Closed Loop 100Hz: Quantification of spike-and-wave discharges during closed loop optogenetic inhibition of the SNr matched to within-session control (not stimulated) spike-and-wave discharges for all animals included in the study. Animals receiving ArchT are on the top and animals receiving GFP are on bottom.
File: GABASnFr_SNpr.zip
Description: A zip archive containing folders for each animal used for fiber photometry recording. Animal sex is indicated by the first character (F = female; M=male). Each folder contains three comma separated value files (.csv), indicated by the suffixes EEG, Photometry, and Timestamp. The EEG file contains timestamps and EEG values (in microvolts). The Timestamp file contains frame number and timestamps for the photometry data which can be used to align the photometry data to the EEG data. Photometry file contains columns for FrameCount (frame number), SystemTime, LedState (6 = frames where the 470nm LED is active; 1 = frames where the 415 nm (control wavelength) LED is active), and the last four columns contain fluorescence signal for the green and red channels in the left and right hemisphere. Red channels were not used for these studies and can be ignored. The data from the left hemisphere of animal F110R and the right hemisphere of animal M118L were not included in analysis as no signal and/or high levels of noise were present.

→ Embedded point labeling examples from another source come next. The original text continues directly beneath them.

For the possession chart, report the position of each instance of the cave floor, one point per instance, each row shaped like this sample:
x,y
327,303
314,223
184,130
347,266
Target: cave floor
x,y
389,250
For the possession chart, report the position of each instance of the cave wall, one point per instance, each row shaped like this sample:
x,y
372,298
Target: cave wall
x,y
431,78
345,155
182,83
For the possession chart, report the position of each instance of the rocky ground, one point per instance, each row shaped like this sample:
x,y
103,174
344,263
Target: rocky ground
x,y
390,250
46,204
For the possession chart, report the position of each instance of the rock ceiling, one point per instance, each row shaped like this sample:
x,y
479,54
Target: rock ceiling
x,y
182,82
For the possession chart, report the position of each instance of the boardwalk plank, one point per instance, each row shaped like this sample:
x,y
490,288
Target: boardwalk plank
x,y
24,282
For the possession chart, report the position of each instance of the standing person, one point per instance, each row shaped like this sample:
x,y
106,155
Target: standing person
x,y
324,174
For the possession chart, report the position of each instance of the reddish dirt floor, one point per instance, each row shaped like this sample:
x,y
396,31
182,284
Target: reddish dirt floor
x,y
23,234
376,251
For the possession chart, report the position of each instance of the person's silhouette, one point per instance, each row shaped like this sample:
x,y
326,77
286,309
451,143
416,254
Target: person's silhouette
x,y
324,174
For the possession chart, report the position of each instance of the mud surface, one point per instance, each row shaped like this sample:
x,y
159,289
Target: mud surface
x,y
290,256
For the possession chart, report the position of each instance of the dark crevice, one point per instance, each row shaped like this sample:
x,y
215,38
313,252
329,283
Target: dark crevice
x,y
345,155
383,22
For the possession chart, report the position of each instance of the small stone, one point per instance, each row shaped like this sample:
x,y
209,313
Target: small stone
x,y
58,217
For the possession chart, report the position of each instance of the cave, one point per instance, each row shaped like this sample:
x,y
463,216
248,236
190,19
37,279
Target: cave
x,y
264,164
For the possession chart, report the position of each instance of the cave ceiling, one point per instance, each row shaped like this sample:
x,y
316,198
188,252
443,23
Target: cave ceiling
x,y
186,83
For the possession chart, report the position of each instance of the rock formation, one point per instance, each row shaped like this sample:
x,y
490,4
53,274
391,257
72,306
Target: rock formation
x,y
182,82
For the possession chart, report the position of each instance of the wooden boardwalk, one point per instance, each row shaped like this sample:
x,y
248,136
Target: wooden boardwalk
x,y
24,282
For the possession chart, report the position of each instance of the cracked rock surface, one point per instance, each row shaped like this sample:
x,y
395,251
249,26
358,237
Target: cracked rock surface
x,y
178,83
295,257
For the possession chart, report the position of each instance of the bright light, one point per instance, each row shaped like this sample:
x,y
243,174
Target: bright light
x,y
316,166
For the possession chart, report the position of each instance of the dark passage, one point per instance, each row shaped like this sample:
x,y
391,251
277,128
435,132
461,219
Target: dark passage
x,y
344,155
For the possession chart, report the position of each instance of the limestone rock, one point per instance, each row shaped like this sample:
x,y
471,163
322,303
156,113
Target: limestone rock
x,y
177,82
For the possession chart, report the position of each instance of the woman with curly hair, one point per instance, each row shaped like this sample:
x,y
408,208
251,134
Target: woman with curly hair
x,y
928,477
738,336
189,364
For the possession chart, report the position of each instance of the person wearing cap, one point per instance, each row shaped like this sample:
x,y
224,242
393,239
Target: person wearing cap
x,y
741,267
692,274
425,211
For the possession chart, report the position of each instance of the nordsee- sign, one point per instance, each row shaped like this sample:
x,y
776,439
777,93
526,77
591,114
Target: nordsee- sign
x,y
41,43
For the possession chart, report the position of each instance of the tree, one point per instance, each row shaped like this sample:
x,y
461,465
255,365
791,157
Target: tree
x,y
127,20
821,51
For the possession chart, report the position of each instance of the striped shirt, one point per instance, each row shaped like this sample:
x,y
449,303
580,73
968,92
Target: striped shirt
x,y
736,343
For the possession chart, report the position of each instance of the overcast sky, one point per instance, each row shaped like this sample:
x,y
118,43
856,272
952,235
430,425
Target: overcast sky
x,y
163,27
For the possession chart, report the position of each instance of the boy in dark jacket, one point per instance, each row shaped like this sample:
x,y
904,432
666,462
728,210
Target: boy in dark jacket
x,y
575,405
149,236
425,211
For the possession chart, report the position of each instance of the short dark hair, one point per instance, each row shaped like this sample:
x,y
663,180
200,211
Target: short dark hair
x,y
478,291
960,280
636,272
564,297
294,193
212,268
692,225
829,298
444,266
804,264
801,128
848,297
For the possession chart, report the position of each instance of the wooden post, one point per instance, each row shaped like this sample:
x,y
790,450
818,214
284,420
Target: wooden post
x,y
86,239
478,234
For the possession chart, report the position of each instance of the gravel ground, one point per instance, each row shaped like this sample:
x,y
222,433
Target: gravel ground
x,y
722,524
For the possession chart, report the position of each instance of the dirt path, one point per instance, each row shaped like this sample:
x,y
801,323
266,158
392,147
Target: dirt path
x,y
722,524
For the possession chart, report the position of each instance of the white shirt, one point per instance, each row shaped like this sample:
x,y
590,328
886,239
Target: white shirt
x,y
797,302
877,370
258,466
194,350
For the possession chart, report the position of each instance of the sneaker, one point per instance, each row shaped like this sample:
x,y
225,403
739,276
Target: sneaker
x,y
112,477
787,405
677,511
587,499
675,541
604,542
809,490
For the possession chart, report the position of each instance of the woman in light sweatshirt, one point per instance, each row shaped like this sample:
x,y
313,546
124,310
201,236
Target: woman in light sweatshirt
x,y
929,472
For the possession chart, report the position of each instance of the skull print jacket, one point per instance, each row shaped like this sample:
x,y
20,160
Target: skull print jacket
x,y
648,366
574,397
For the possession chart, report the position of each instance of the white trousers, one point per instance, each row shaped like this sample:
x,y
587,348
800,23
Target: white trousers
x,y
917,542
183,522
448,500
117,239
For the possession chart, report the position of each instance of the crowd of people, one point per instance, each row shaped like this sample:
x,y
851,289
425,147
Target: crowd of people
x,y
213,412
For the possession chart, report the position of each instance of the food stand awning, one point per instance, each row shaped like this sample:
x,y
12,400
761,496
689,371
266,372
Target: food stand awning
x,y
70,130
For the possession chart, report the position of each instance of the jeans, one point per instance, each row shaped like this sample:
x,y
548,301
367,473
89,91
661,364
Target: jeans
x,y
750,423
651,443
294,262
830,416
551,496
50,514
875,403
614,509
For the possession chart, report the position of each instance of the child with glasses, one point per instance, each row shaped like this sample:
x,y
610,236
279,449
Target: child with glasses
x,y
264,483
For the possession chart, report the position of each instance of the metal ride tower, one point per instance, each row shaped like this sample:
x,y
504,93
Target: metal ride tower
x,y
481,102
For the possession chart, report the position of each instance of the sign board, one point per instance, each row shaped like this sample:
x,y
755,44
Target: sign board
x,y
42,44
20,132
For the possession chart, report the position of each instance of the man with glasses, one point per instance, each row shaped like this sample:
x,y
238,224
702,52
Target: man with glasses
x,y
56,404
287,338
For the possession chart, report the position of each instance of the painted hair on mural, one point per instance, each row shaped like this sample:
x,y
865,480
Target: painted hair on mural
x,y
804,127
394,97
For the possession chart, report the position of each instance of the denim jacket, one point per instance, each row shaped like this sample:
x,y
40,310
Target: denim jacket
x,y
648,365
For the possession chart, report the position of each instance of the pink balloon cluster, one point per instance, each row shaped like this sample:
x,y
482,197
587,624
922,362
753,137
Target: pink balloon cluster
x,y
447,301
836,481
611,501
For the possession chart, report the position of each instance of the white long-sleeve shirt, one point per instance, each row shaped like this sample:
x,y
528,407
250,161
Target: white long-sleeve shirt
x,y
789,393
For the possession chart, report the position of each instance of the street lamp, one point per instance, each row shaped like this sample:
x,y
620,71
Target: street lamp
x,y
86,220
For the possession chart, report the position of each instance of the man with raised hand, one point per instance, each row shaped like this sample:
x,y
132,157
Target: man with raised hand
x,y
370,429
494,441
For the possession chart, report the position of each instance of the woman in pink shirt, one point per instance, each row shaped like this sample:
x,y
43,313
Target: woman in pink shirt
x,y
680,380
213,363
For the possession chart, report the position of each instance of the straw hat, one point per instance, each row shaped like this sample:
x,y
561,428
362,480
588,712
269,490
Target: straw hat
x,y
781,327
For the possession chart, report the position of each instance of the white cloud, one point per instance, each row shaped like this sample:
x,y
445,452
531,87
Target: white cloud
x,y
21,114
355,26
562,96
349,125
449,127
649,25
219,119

File: Single_Unit_Recordings.zip
Description: A zip archive containing .nex5 (NeuroExplorer) files for each recording session that contributed to the single unit analyses in the parent study. Each file is designated by the animal ID and contains the timestamps for spikes for each unit included and the EEG signal for the session derived from the common average reference of the electrodes referenced to a cortical ground screw.
Code/software
Several options are available for viewing EDF files:
- https://github.com/kostasrotas/EDFViewer-Desktop
- A stand alone EDF Viewer available for Windows, MacOS, and Ubuntu
- https://github.com/holgern/pyedflib
- A python-based EDF Viewer
- https://www.mathworks.com/help/signal/ref/edfread.html
- Matlab natively supports EDF viewing through the edfread command
Analysis code for photometry and single unit data:
https://github.com/forcelli-lab/Palmer-et-al_Epilepsia
Documentation on the .nex5 file format can be found at:
https://www.neuroexplorer.com/docs/guides/readwritefiles.html
including Matlab, Python, and C code to read and write Nex5 files.